The shape of my whole
My skit opens with πλέκω (I braid) on the sailboat image, a mystery, a voice, an unnamed hand. It closes with ἡ φύσις πλέκει (nature braids), the answer, the revelation, the thesis. The entire skit is my journey from I to nature, from the personal to the universal, from one voice braiding to the recognition that braiding is what everything does.

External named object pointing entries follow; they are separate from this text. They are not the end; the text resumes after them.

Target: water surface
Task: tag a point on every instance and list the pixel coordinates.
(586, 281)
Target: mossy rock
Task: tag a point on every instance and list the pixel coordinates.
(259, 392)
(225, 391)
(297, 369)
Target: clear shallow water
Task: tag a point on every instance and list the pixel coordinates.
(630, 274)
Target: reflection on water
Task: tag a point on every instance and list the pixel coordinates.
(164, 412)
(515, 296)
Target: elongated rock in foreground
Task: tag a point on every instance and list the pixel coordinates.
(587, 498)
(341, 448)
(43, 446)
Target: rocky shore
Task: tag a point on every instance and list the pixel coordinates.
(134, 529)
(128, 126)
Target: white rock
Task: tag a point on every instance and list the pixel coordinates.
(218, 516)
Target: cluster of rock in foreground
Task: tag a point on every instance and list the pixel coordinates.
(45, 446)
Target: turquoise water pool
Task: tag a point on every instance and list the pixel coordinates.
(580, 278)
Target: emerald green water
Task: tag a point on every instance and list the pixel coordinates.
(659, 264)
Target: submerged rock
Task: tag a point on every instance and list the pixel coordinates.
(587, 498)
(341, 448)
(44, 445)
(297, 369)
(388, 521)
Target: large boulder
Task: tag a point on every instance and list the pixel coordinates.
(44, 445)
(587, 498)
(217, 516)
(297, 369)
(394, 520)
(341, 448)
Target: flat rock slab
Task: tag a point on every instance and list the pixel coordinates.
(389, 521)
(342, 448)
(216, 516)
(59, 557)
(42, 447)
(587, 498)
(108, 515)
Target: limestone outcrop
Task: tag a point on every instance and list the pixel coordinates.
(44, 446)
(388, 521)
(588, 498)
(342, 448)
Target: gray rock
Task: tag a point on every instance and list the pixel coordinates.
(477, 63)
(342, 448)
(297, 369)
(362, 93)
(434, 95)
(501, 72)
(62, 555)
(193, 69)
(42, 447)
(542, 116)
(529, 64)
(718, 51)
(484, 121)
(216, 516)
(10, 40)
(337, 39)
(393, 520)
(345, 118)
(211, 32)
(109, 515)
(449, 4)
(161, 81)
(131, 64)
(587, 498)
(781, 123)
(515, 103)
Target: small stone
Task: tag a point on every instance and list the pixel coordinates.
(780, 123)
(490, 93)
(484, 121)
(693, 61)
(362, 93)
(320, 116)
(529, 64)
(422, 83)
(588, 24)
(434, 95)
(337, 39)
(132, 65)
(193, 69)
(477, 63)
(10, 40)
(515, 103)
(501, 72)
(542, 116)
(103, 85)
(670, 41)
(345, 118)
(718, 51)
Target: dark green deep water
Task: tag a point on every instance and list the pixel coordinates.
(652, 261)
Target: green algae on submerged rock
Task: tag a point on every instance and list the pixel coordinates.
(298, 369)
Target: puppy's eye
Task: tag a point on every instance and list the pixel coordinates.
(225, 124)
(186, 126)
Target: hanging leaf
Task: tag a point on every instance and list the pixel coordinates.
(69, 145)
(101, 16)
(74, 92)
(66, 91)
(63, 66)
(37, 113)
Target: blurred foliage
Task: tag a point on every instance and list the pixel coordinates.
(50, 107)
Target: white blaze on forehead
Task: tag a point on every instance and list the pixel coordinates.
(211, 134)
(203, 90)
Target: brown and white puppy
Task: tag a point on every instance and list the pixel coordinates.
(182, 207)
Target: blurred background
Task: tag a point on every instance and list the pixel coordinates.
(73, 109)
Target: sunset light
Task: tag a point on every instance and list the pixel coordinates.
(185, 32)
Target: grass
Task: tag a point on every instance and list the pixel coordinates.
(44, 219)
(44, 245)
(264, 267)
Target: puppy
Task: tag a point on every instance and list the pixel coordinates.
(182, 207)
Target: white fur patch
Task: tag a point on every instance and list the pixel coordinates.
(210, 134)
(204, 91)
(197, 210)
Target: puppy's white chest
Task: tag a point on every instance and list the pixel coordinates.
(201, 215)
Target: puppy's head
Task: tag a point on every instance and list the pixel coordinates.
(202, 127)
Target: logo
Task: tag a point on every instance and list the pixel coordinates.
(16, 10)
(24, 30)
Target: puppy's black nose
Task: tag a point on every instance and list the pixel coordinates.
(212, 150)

Why I did not choose συναρμογή
συναρμογή was the original Greek word floating on the sailboat image, and my first interpretation framed it as "a fitting together, joining, junction, harmonious combination," built from the prefix συν- ("together") and the root ἁρμός ("joint, fitting"), the same root that gives English harmony. In classical usage (Plato, Plutarch) it described the elegant joining of pre-existing parts into a coherent whole, and Paul's related verb συναρμολογέω described stones fitly framed into a temple. That made it a beautiful first reading of my image as harmonious assembly, but it ultimately lost because its metaphor is architectural and static, stones slotted at a seam, mortise and tenon joinery, parts that already exist before they are fitted together. My picture, however, is alive with motion, braided wisps, spiraling currents, woven sky filaments, and συναρμογή cannot carry that dynamism. It also has no connection to Weyl, no link to Hamiltonian dynamics, and no resonance with the H² framework's emphasis on invariant structure preserved through transformation, so under συναρμογή, "the image is a beautiful painting," but only that.
Why I chose συμπλεκτικός
συμπλεκτικός entered the moment I wrote "but I will be using συμπλεκτικός, as in symplectic," and from there every visual element re-read more coherently for me under it. The word literally means "of intertwining, braiding together, plaiting," from σύν ("together") and πλέκω ("to weave, braid"), which makes the braided wisps around the text not decoration but the literal meaning made visible. It also carries Hermann Weyl's 1939 naming gesture, where he took Latin complexus ("braided together") and re-wove it letter-for-letter into Greek as sym-plektikos to name the symplectic group, anchoring the word in the geometry of Hamiltonian mechanics, phase-space flow that deforms but preserves area, exactly mirroring the spirals in my image that change shape while maintaining coherence. Beyond that, it aligns with the H² framework's deeper convergence. συμπλεκτικός is what survives after Ockham's razor cuts away unnecessary entities, after Kolmogorov compression strips redundancy, and after Rissanen's MDL selects the optimal encoding, the irreducible braid of invariant structure.
With συναρμογή, the image is a beautiful painting.
With συμπλεκτικός, the image is a thesis.
And so the sail carries one word. It braids. πλέκει.